Deploy multi-tenant OpenSearch cluster as replacement for Elasticsearch
Open, MediumPublicFeature

Description

Replace the Toolforge Elasticsearch cluster with an OpenSearch deployment with multi-tenancy enabled. This will improve the isolation of tenants within the service.


Original feature request:

Currently, it looks like anyone with Elasticsearch credentials can make write requests on any index. And unlike toolforge redis, it is possible to list all indices, so using secret index names don't work out either.

Possible solutions:

  • Put elasticsearch behind an HTTP proxy
  • Allow write requests only if index name begins with tool name (or if the index name is legacy - to allow for migration)
  • OR disallow listing of index names (GET /_cat/ calls) so that secret index name prefixes could be used for access control

Event Timeline

Some time ago, when I first started looking at a project which would use ES, I decided I was unable to use the Toolforge ES for exactly the reason @SD0001 describes. I didn't want to ingest my many GB of data only to have somebody delete it all with a single command. Plus I may not want to expose all my data to the world, or even WMF Cloud users.
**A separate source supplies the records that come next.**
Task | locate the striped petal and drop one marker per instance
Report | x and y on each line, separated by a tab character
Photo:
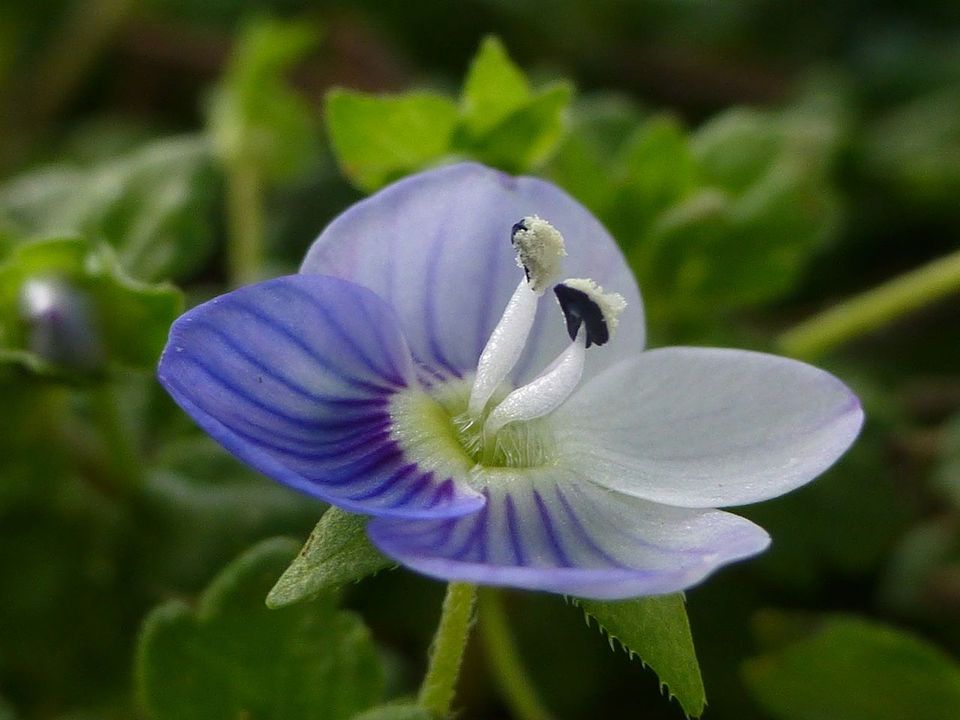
294	376
707	427
555	530
436	247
When I enquired, I was told that due to licensing issues, Toolforge was actually running an elasticsearch fork called opensearch (see http://opensearch.org), but OS didn't support the multitennancy features needed to provide data isolation.
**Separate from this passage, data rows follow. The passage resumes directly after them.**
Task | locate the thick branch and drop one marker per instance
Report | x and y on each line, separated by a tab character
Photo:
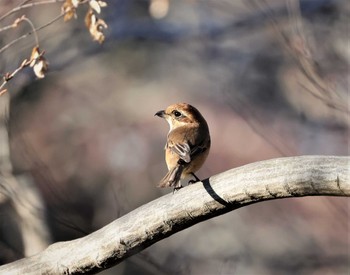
161	218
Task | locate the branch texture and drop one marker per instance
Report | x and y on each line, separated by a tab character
163	217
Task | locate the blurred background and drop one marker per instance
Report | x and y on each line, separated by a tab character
82	147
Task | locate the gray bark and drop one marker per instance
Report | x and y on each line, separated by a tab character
163	217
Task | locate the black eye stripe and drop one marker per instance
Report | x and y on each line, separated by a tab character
177	113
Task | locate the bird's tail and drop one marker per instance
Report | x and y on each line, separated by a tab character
172	178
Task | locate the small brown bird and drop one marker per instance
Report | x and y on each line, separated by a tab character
187	145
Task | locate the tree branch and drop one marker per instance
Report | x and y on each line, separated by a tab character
163	217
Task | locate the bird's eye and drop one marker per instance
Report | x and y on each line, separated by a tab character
177	113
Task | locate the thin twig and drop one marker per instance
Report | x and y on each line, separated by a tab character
29	33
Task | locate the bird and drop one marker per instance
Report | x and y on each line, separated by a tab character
187	146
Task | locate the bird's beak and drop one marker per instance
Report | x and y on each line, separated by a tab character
160	113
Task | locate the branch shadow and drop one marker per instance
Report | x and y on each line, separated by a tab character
207	186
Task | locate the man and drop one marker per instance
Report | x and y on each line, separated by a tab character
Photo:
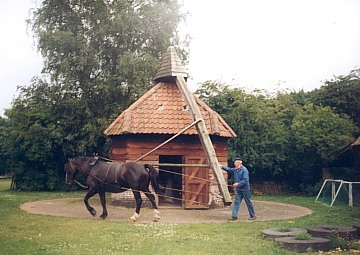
241	187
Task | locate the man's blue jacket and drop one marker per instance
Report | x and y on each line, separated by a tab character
241	176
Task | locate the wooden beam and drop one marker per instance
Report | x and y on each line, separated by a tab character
204	138
168	140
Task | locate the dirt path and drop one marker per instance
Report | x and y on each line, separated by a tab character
74	207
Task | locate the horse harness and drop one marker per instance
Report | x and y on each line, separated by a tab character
93	162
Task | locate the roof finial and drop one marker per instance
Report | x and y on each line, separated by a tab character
170	67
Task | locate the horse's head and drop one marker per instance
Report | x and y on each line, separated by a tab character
70	171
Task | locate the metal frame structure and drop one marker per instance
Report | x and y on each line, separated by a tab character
335	191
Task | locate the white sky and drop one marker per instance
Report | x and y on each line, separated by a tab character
266	44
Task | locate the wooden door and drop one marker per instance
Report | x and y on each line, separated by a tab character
196	184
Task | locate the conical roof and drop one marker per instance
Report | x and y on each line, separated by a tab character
170	67
162	110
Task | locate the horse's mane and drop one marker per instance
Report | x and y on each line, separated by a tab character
87	158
Roll forward a year or so. I've installed OS-2.11, which does have multitennancy support, on my VPS instance. I'd actually love to not be running my own OpenSearch. I suck at linux sysadmin, which the WMF SRE folks are expert at. Actually, I used to be very good at it, but it's been a while since I did it for real, so most of my skills in that department are stale. I'd rather be spending my time doing data analysis. It would be wonderful if a modern version of OpenSearch could be stood up in Toolforge, where I'm sure the WMF staff would do a far better job of administering it than what I've duct-taped together.
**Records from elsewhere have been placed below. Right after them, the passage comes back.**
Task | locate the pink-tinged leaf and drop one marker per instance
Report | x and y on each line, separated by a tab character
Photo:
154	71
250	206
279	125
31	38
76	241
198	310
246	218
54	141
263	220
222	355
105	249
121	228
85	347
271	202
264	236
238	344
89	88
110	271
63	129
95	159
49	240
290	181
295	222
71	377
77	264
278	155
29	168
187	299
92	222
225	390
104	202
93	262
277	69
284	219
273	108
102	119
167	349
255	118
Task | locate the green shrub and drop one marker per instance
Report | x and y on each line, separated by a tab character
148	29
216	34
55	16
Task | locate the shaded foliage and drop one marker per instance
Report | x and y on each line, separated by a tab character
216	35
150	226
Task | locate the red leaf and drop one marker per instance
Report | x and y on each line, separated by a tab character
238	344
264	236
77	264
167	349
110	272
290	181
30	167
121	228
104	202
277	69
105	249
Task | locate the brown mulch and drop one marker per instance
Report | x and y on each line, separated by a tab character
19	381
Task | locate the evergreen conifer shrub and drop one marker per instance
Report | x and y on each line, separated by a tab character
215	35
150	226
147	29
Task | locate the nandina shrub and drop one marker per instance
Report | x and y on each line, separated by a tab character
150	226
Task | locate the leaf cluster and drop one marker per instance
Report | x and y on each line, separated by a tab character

@bd808 following up to our conversation earlier today, it turns out this ticket already exists (and I had forgotten about it). I'll just add, per our conversation, that I'd be happy to work with a WMF team to get this up and running, sharing what I learned from my own experiences, and then hand over long-term ownership to the WMF team. If you could socialize this in the right places, I'd appreciate it.

I'm going to be bold and suggest that we rewrite the root task here to be about deploying OpenSearch with multi-tenancy enabled. The reason our current cluster does not have true multi-tenancy is that the elastic.co offerings in that space were non-free (both libre and gratis). The OpenSearch fork has reimplemented these features under a FOSS license which presents us with an opportunity to solve this community feature request without needing to invent things from scratch.

bd808 renamed this task from Add access control for Toolforge Elasticsearch to Deploy multi-tentant OpenSearch cluster as replacement for Elasticsearch.Oct 7 2024, 1:23 PM
bd808 updated the task description. (Show Details)
bd808 changed the subtype of this task from "Task" to "Feature Request".
fnegri renamed this task from Deploy multi-tentant OpenSearch cluster as replacement for Elasticsearch to Deploy multi-tenant OpenSearch cluster as replacement for Elasticsearch.Oct 31 2024, 3:24 PM

Linking T379288 since we might explore security features too for the (upcoming) WMF internal opensearch cluster used for search.